Dürzi toplumunda dini başkanların tesiri, günlük ömürden siyasi bağlara kadar çabucak her alanda hissediliyor. Çok katmanlı bir dini otorite yapısına sahip olan Dürzilikte, topluluğun merkezinde “Şeyhul-Akl” unvanını taşıyan manevî başkanlar yer alıyor. Suriye’deki Dürziler klasik olarak üç farklı Şeyhul-Akl tarafından temsil ediliyor. Bunlar; Pir Hikmet el-Hicri, Pir Hamud el-Hanavi ve Pir Yusuf Carbu. Her biri farklı siyasi eğilimleri ve yaklaşımlarıyla topluluk içindeki fikir çeşitliliğini yansıtmakta, vakit zaman ise bu durum iç bölünmelere taban hazırlıyor.
Suriye iç savaşı sırasında ve sonrasında, Dürzilerin ağır olarak yaşadığı Suveyde vilayetinde çeşitli silahlı kümeler ortaya çıktı. Bu kümeler genel olarak, siyasi çatışmalarda tarafsız kalmayı tercih eden, lokal halkı muhafazaya odaklananlar ve direkt Esed rejimiyle iş birliği içinde hareket eden kümeler olmak üzere ikiye ayrılıyor. Bu kümeler bölgede yedi başka silahlı örgüt kurdukları belirtildi. Bu silahlı kümelerden Süveyda’daki en büyüğü Rical el-Kerame (Onurlu Adamlar) Hareketi. Sayılarının en az 3 bin 500 lokal savaşçılardan oluştuğu varsayım ediliyor. Liva el-Cebel kümesi ise Süveyda vilayetindeki en büyük ikinci silahlı yapı olarak biliniyor. Bölgede faaliyet gösteren bir öbür silahlı küme da Pir Süleyman Abdulbaki liderliğindeki Ahrar el-Cebel. Süveyda’nın kuzey kırsalında tesirli olan Cebel Evlatları isimli küme ise hafif ve orta seviyede silah kapasitesine sahip olup bu yapının liderliğini Pir Hikmet el-Hicri üstleniyor. İhtilal sürecinin başlarında Esed rejimine yakınlığıyla bilinen Hicri, o devirde halkı muhaliflere karşı silahlanmaya çağırmıştı. Hicri son devirde Şam idaresiyle yürütülen görüşmeleri reddetmesi ve İsrail’e yakın durmasıyla dikkat çekiyor.

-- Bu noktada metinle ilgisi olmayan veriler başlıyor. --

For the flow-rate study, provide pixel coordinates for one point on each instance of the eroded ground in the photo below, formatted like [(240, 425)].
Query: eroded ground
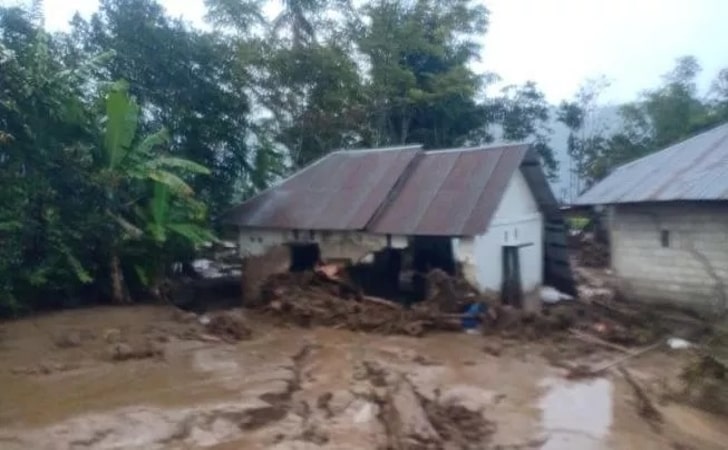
[(65, 386)]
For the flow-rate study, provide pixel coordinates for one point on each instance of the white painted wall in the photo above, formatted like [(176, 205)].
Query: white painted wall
[(517, 221), (691, 271)]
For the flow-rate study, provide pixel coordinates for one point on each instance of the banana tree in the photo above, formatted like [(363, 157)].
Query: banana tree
[(166, 224), (130, 166)]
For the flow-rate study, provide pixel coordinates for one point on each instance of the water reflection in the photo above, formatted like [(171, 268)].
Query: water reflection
[(577, 415)]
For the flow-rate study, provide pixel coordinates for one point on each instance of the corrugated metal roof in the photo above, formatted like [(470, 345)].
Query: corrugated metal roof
[(695, 169), (403, 191), (451, 192), (341, 191)]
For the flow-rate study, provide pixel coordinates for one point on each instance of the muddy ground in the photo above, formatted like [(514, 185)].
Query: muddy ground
[(150, 377)]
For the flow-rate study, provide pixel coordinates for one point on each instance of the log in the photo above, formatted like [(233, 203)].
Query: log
[(584, 371), (381, 301), (591, 339), (646, 408)]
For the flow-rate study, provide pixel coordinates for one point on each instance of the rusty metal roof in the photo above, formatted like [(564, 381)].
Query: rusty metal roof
[(451, 192), (341, 191), (403, 191), (695, 169)]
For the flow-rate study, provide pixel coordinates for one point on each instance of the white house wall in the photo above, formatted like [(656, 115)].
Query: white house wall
[(517, 221), (690, 271)]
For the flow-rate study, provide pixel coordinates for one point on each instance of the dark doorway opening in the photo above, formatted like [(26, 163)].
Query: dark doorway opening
[(304, 256), (380, 278), (428, 253), (512, 289)]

Bölgede faaliyet gösteren daha küçük çaplı silahlı oluşumlar ortasında Pir el-Kerame Güçleri, Kahharlar ve Terörle Uğraş Gücü üzere kümeler yer alıyor. Bu kümelerin birçok Şam idaresiyle diyalog ve mutabakat sürecinde.

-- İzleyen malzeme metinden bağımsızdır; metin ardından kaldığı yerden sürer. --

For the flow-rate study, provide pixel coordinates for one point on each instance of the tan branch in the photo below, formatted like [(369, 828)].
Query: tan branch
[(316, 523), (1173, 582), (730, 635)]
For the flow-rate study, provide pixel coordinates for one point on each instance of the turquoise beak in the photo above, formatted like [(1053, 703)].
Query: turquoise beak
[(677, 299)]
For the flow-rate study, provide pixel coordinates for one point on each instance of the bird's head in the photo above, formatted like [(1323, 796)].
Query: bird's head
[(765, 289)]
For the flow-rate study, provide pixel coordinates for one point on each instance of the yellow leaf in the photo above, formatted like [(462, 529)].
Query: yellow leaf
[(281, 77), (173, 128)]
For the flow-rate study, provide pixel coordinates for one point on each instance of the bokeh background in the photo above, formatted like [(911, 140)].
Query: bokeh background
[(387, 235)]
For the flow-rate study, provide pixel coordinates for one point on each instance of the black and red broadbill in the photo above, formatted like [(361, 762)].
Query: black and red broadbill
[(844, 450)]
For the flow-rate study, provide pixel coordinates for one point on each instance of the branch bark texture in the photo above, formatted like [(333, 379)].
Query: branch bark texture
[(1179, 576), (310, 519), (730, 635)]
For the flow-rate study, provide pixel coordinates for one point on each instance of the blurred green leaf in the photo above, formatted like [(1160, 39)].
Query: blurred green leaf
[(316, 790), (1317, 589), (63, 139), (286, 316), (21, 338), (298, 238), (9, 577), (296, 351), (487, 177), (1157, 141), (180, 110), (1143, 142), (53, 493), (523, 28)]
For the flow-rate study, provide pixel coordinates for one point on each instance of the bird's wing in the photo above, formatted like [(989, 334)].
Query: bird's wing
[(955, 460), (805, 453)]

Öte yandan Suveyde’de yaşayan Dürzi Faris Abdulhalik, “Biz Dürzi toplumu olarak bölünmeyi istemiyoruz, kabul etmiyoruz. İsrail’in bizim ismimize söylediklerini kabul etmiyoruz. İsrail’in Suriye’ye girme tehditlerinin de tam karşısındayız. Bizler Suriye’de birlik ve beraberliğimizi sağlayacağız” tabirlerini kullandı.